I’ve been climbing for about six years now, and find myself in a bit of a dilemma. As I get stronger and more capable, and climb harder problems, I put disproportionately more stress on certain joints, and my aging body[^9] meanwhile is more susceptible to injury, and needs longer recovery times. Certain knuckles are more or less permanently inflamed now, and tendons in both wrists strained. And at the same time, improvement that was steady for years has slowed to a trickle.

All of which is merely to note that the low-hanging fruit of youthful vigor and easy improvement have been harvested, and the real work is simply yet to begin. It means I have to be a better steward of my body, and that any further improvement is going to be hard-won. It means I’ll actually have to spend time on preventive weight-lifting and exercises, focus training sessions on specific strength and technical objectives, cross-train for endurance, generally pay more attention to what my body is telling me.

As with any serious endeavor (I suspect), the more I learn about climbing, the more I become aware of the humbling vastness of what I don’t know. After a period of soul-searching and asking myself if the point of climbing was to get better at climbing, or to enjoy myself, I realize, even as I write this, that the two are intertwined, and that my own struggle with weakness is only now beginning.

Notes

[^1]: Class six climbing is called “aid climbing,” and involves ascenders and other tools to essentially create artifical hand- and footholds. Class four, or “scrambling,” is climbing relatively gently sloped surfaces with only the occasional need for hands.
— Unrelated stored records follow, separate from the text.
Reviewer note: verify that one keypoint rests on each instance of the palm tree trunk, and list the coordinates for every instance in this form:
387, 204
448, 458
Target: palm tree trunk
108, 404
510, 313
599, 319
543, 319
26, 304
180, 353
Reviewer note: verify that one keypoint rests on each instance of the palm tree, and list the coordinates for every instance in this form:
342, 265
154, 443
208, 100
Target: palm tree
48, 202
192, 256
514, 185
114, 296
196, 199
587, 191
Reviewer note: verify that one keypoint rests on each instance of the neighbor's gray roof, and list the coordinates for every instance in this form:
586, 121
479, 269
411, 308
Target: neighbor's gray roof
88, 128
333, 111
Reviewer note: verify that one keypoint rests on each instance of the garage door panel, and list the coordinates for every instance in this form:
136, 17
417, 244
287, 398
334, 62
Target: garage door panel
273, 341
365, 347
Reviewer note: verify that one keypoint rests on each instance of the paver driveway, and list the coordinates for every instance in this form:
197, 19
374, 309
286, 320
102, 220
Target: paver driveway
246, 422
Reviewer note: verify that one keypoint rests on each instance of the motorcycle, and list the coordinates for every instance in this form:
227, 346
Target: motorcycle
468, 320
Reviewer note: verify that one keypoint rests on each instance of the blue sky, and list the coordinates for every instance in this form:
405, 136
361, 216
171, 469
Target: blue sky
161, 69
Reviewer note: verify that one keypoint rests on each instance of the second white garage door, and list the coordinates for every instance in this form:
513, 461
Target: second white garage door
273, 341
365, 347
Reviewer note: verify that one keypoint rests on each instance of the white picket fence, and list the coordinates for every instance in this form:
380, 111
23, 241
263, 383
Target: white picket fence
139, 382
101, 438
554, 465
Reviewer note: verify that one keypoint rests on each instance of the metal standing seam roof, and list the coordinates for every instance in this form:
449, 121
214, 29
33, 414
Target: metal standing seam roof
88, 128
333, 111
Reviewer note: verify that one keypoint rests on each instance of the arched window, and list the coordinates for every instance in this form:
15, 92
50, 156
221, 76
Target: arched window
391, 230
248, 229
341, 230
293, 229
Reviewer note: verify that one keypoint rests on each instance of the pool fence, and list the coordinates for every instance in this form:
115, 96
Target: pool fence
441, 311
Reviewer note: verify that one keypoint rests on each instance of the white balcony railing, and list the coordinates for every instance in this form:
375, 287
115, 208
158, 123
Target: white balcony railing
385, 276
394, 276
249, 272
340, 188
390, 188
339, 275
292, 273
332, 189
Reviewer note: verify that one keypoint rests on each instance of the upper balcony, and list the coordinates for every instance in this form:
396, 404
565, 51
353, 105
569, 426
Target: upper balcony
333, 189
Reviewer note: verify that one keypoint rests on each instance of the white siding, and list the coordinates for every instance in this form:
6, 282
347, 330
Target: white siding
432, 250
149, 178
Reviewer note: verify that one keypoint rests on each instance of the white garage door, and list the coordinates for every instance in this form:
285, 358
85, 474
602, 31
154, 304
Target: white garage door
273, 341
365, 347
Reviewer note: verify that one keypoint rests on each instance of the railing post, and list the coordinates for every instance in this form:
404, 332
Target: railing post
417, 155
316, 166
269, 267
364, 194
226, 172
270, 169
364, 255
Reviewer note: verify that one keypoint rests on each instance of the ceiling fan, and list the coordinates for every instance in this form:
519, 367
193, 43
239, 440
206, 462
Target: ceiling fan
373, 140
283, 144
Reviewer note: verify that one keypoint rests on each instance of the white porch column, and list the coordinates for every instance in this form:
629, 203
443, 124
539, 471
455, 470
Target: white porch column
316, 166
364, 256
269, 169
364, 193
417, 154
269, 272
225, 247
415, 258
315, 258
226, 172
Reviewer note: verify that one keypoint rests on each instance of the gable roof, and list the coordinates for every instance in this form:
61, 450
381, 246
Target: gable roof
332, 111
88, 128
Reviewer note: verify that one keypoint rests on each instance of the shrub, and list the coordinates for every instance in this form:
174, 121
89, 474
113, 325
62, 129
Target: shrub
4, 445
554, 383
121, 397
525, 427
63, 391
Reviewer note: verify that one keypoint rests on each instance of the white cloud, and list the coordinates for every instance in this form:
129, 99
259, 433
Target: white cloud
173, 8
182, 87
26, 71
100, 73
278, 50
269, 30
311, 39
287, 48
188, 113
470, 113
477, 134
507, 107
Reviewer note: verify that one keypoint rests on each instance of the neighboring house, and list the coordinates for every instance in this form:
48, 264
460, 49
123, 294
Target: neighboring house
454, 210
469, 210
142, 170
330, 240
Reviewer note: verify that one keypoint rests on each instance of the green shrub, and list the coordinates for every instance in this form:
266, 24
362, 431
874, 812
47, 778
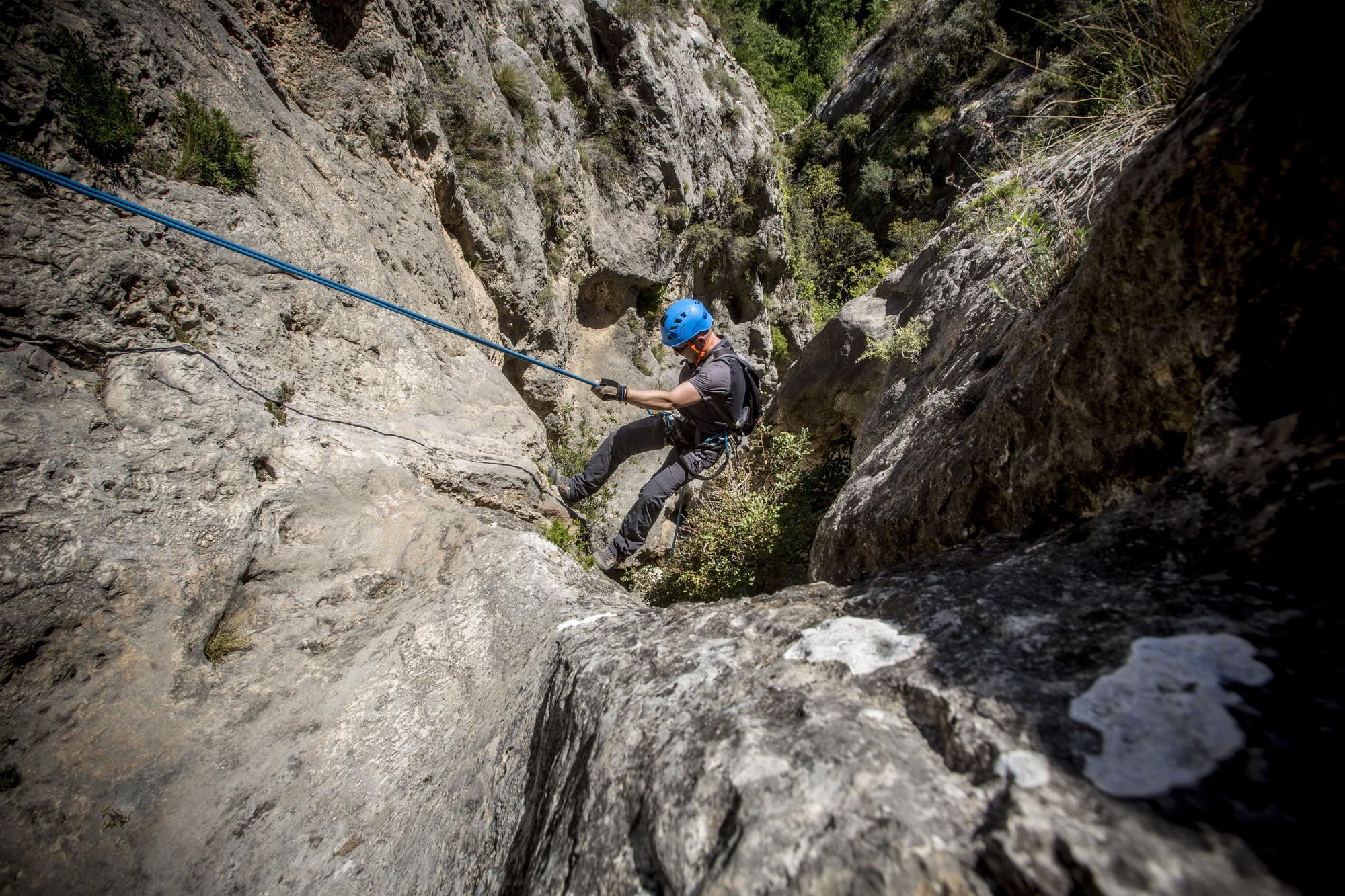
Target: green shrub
562, 534
753, 528
792, 50
821, 310
909, 236
92, 103
906, 342
278, 407
555, 84
876, 182
212, 153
[^2]: More extreme (read: dangerous) forms of climbing include “free soloing,” and the recently pioneered “free basing.” Free soloing refers to climbing routes alone sans protective gear, with a fall generally resulting in serious injury or death. As far as I know, Dean Potter is the only person in the world to combine free soloing with BASE jumping in what he calls free base climbing: he free solos wearing a parachute that he can deploy if he falls. This allows him to push the limits of free soloing, extending the range of what he can attempt without any other equipment. Also, he generally jumps from the top of a route he’s climbed.

[^3]: Both on footholds (using toes, edges, and heel-hooks) and in support positions (flagging).

[^4]: To speak in broad generalities, in my experience, sport (and, naturally, trad) climbers tend to think and talk a lot more about nature and their relationship to it (adversarial or otherwise) than boulderers, emphasize outdoor climbing a lot more, and get bored and tired of indoor climbing much more easily.

[^5]: Either way, it’s an absurd activity, rock-climbing, though I think bouldering is more accepting of this inherenet absurdity.

[^6]: People have a fairly astounding variety of shapes and sizes. Height is an obvious differentiator when it comes to climbing (though, somewhat counterintuitively, excessive height is often a liability when it comes to difficult bouldering because the strength to weight ratio is a lot harder to maximize) but so are wingspan versus leg versus torso lengths, flexibility, hand/finger size, and muscle density. Two climbers of equal height and strength may have vastly different climbing styles due to different limb lengths and flexibility.

[^7]: A friend once made the comparison to skateboarding, which I’ve never done, but the comparison definitely seems apt.

[^8]: The majority of our Portland friends are either climbers or people we met through climbers.

[^9]: Not that I’m that old, but I never had a single injury and could climb more energetically and for longer intervals with shorter recovery times just a couple of years ago.